Besides, he has made mistakes. Insisting on playing loanees even in the nothing games in the fag end of last season was infuriating, especially given the shoddy performances and results during that period. He failed to get much out of Jonny Williams and more significantly, his management of the younger players has not helped matters. Besides which, in spite of the restrictions, there remained the core of a very good squad at his disposal.
A while back, I wrote that how Freedman manages the youth players would probably determine how he fares as manager. To his credit, he has coaxed some impressive performances from Ben Osborn in a wide left position. Initially, this seemed a doomed experiment but in fairness, it has been successful. On the other hand, Tyler Walker's development has regressed and although he has turned to youth, it has invariably been in the form of throwing them on with ten minutes or so to spare. Of course, if they're not ready, they're not ready but the Youth team has been playing exceptional well for a while now and if they're not ready now then when will they ever be? Furthermore, surely it's part of the manager's remit to get them ready: sometimes they'll make mistakes, sometimes they'll perform miracles. Generally speaking, fans will forgive kids more than seasoned pros. Sadly, by the time Dougie turned to them, the crowd had generally become disillusioned with the manner of performances being turned in.

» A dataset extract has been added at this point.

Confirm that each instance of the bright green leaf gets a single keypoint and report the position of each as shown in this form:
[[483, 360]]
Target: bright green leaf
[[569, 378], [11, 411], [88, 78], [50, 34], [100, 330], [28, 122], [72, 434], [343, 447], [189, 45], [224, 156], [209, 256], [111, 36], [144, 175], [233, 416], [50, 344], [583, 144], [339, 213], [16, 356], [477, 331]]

Perhaps the real kicker for fans is the very nature of those performances. Even when points were garnered, it wasn't pretty. For the most part, the game plan revolved around ceding possession and taking one of precious few chances created. Against weaker teams or teams who were not at the races, it worked. But on occasions, watching such performances was like watching a toddler try to balance a ball bearing atop a needle: painfully frustrating and reliant on the tiniest detail and blind luck.
Given the shape the club was in back in August, mid table would generally have been considered to be fair. Indeed, if Dougie could hold on to the job until Christmas, he would have been doing well. So what changed?
For the most part, the performances he coaxed from the team over his period in charge left many wondering whether he was the man to move the club forward a level. In terms of guiding a club through a desperate season and ensuring heads stay above water, he was the right man at the right time. But once the novelty of anti football and defensive set ups wore off - alongside a run of defeats - his sacking was inevitable.
So who can lead the club out of this mire?
There's the rub. Does there exist the 'right' man to do so?
Given the current running of the club, no. There probably isn't a 'right' man out there. Until the club starts implementing a strategy for long term development in the current climate - FFP, parachute payments and increasing player power to name a few - the club will most likely continue to stagnate for a few years yet.
We've been here before and it's close to five years since Sean O'Driscoll was tasked with putting together a band new squad, pretty much from scratch, to contest the 2012-13 season under Fawaz al-Hasawi's leadership. It seems like the club has been patching together a brand new squad each and every transfer window since then. Lessons on how to run a football club remain defiantly and resolutely unlearned.
It doesn't have to be this way.
We don't deserve better because we went to Europe and won the league twice. Well, partly that but we deserve better for sticking by this club for the last 20 or so years since we tumbled out of the Premier League and even tasted three seasons in League 1. We deserve better for continuing to fork out north of £30 to watch our team play away from home. We deserve better for standing by and watching Bournemouth play proper football while they sail past us to glory on the back of wise investment. Throw in Sheffield Wednesday too if you like. Consider Brighton too who adhere to FFP restrictions and are now reaping the benefits.
It can be done, either with money or without. Just not by Nottingham Forest it seems.